Pharmacokinetics of DE-310, a novel macromolecular carrier system for the camptothecin analog DX-8951f, in tumor-bearing mice

Abstract

To improve the distribution of the novel camptothecin analog DX-8951, DE-310, which is composed of DX-8951 covalently linked to a macromolecular carrier by a peptidyl (GGFG) spacer, was designed to exploit the Enhanced Permeability and Retention (EPR) effect. To compare the pharmacokinetics of a single dose of DE-310 with that of DX-8951f in Meth A tumor-bearing mice, the concentrations of conjugated DX-8951 (carrier-bound DX-8951), released DX-8951, and glycyl DX-8951 (G-DX-8951) were determined in plasma, liver, and tumor tissue. The concentrations of conjugated DX-8951 in tumor tissue were lower than those in plasma, with an AUC(0-inf) of 1/6 that of plasma; however, the AUC(0-inf) of released DX-8951 in tumor tissue was 30 times greater than that in plasma.

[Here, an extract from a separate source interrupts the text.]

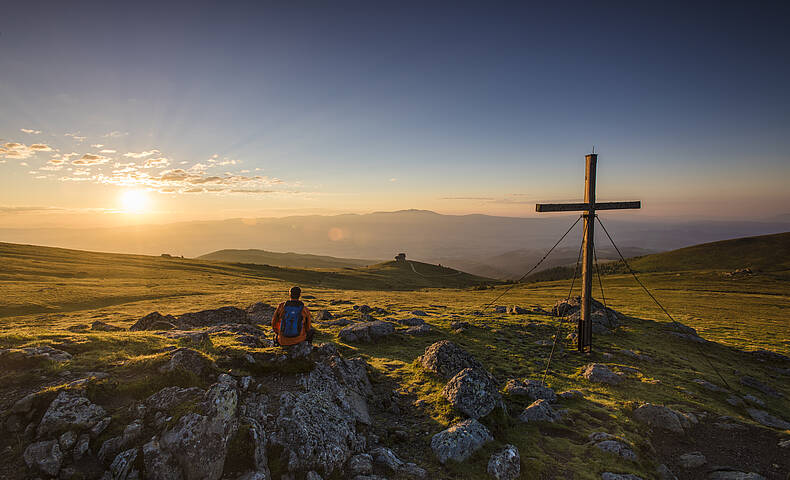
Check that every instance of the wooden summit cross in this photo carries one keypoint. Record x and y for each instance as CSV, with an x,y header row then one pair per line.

The half-life (t1/2) of conjugated DX-8951, released DX-8951, and G-DX-8951 in plasma, liver, and tumor tissue were 2-3 days. In contrast, after administration of 14C-DX-8951f, the radioactivity in tumor tissue decreased in parallel with the decrease in plasma concentrations, with a t1/2(0.083-3 h) of 0.6 h. These data show that higher levels and longer retention of conjugated DX-8951 and released DX-8951 occur in tumor tissue after the administration of DE-310 to Meth A tumor-bearing mice. These results indicate that DE-310 improves the pharmacokinetic profileof DX-8951f, particularly, its ability to target tumor tissue.